PALMISTRY, n. The 947th method (according to Mimbleshaw's classification) of obtaining money by false pretences. It consists in "reading character" in the wrinkles made by closing the hand. The pretence is not altogether false; character can really be read very accurately in this way, for the wrinkles in every hand submitted plainly spell the word "dupe." The imposture consists in not reading it aloud.
2008 Update: A method of locating fate in the hand and beyond the control of the fated. Economics in a floral turban.
Palmistry: Big lies from little lines.
(Decided not to get rude with this one... just too easy.)
I love the last part of you definition
The thing is I'm forever looking for my fate through lines
Palmistry (v) -not the place to be rude or crude-The practice of seeking the divine through the eyes of others..may be practiced as a solo reading also...Good Morning , another day in paradise here,hope the same in your part of the planet...Peace Always :-)

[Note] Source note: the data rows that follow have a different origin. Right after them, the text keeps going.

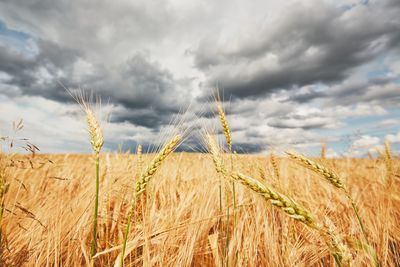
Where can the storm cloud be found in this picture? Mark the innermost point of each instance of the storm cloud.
(290, 73)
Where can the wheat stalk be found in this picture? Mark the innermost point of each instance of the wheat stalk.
(388, 162)
(144, 179)
(139, 160)
(286, 204)
(323, 151)
(96, 140)
(335, 180)
(329, 175)
(225, 125)
(275, 166)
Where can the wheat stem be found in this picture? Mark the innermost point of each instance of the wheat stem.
(144, 179)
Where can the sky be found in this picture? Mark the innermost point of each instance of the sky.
(292, 74)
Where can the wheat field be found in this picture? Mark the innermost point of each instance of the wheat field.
(181, 220)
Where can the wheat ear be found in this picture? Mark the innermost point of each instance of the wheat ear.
(144, 179)
(286, 204)
(335, 180)
(225, 125)
(275, 166)
(329, 175)
(96, 140)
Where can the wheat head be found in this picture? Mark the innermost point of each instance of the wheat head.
(331, 176)
(155, 163)
(225, 125)
(95, 132)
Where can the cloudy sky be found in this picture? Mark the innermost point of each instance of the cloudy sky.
(293, 74)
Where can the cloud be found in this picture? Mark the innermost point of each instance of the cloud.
(308, 43)
(292, 73)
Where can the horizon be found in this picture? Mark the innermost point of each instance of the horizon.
(294, 75)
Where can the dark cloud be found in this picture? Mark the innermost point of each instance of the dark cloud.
(147, 92)
(305, 122)
(37, 75)
(311, 43)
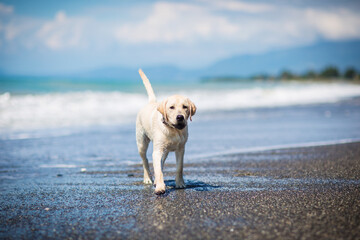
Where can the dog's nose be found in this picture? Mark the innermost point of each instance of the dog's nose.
(180, 117)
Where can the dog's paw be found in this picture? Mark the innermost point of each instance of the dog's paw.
(180, 184)
(160, 189)
(147, 181)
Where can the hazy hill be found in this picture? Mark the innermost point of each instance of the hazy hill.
(300, 59)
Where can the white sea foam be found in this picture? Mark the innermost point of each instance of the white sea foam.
(54, 110)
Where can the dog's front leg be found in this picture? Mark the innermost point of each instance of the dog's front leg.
(158, 160)
(179, 180)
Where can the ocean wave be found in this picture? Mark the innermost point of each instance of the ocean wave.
(73, 109)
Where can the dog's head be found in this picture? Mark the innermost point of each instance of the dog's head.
(176, 110)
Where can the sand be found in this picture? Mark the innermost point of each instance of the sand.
(299, 193)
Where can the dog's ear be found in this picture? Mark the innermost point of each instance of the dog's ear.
(192, 109)
(162, 109)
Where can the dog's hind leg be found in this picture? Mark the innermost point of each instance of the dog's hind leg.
(143, 143)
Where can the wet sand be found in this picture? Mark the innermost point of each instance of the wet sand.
(299, 193)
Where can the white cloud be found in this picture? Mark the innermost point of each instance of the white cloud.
(62, 32)
(5, 9)
(238, 6)
(334, 24)
(176, 22)
(187, 34)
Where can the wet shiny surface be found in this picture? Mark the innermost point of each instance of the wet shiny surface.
(291, 193)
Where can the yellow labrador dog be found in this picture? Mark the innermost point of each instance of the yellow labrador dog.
(165, 124)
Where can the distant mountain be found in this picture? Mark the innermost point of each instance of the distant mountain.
(298, 60)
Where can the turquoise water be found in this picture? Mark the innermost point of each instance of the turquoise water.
(52, 123)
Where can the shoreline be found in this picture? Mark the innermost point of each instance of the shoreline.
(302, 193)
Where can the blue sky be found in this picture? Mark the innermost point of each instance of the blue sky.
(53, 37)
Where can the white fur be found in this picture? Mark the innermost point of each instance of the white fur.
(159, 123)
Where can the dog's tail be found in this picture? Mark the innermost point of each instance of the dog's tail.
(150, 91)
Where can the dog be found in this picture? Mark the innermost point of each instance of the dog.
(165, 124)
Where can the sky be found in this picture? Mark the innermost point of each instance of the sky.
(53, 37)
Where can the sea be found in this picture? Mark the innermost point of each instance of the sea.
(69, 123)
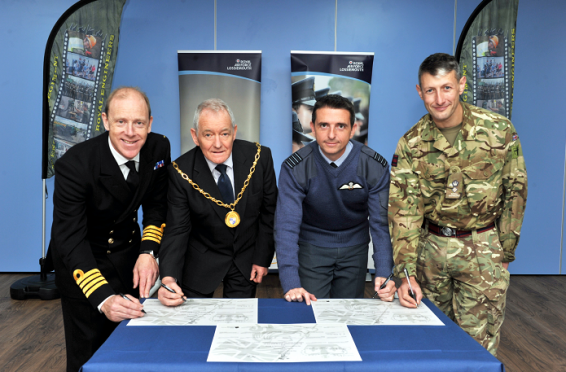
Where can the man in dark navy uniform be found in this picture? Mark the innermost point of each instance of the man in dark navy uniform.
(96, 246)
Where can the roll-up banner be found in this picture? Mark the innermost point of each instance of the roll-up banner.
(316, 74)
(232, 76)
(78, 68)
(486, 53)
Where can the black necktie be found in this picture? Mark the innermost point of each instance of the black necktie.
(225, 185)
(133, 179)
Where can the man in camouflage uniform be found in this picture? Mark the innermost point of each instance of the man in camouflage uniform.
(456, 204)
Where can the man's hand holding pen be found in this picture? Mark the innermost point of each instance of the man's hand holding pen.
(385, 288)
(170, 294)
(410, 294)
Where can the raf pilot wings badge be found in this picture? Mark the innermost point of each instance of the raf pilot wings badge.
(351, 186)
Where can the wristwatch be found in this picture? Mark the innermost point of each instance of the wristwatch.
(149, 252)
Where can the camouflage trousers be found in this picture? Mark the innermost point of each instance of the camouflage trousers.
(465, 279)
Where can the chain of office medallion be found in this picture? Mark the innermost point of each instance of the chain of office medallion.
(231, 206)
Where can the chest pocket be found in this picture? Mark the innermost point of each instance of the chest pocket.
(482, 181)
(433, 176)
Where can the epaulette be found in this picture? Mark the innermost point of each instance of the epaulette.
(153, 233)
(89, 281)
(293, 160)
(374, 155)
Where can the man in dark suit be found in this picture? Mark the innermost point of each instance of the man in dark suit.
(219, 226)
(96, 246)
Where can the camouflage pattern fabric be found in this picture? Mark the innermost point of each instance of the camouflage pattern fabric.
(480, 180)
(464, 278)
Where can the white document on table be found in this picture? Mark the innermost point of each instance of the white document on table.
(272, 343)
(207, 311)
(372, 312)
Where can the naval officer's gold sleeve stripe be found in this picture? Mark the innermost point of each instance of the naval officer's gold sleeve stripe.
(152, 239)
(153, 227)
(153, 232)
(90, 280)
(87, 275)
(150, 235)
(93, 284)
(95, 288)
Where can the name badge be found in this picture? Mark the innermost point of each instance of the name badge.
(454, 185)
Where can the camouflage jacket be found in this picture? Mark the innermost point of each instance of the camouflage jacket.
(484, 174)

Well, missed out on being first;
hope my line is not the worst;
no begging forgiveness from the viscount;
when he catches me getting a 5-finger discount.
Palmistry: A friend who tried, but missed.
Cross my palm with gold and I'll read yours. So, y'know, don't forget to write on it so I can read it.
Let's see, Quilly gets away with this sort of thing, and she's still asleep, so just maybe ...
PALM: A vegetable supplying many useful products.
MIST: A fine spray of a liquid such as water.
TRY: To make an effort.
PALMISTRY: Experimental hydroponic date farming.
"Dude! Did you say you got a date?"
Not me, dude ...
Your definition is superb. It's kind of scary when someone supposedly can read the future and there's nothing we can do to change that future.
I guess if my life line is on the short side, I could alter that with the use of a razor blade.
What the bum on the street corners wants.
I thought nobody could top "economincs in a floral turban", but I see there are some pretty good attempts here.
Palmistry: street corner psychology.
I like pawmistry.
Palmistry - A carnival staple
Morgan, thank you. My comb thanks you, too.
Pia, Destiny doesn't come calling. Or so I've heard.
Peace to you, brother Bear.
Sauerkraut, Viscounts can be tough. I on the other hand, gladly accept fluff.
TLP, that was maybe the least obvious pun ever.
Jenn, thank you. Someone needs to tell me my phone number.
Amoeba, even now somebody is working on that.
Jamie Dawn, the secret to longevity is cutting yourself. I think.
Quilly, I thought he wanted work.
G, that's another good one. I've stood on a lot of streetcorners and seen not one person who didn't need an affordable psychologist.
Hahaha, Icy. Good girl!
Terry, you mean like funnel cakes? Sigh.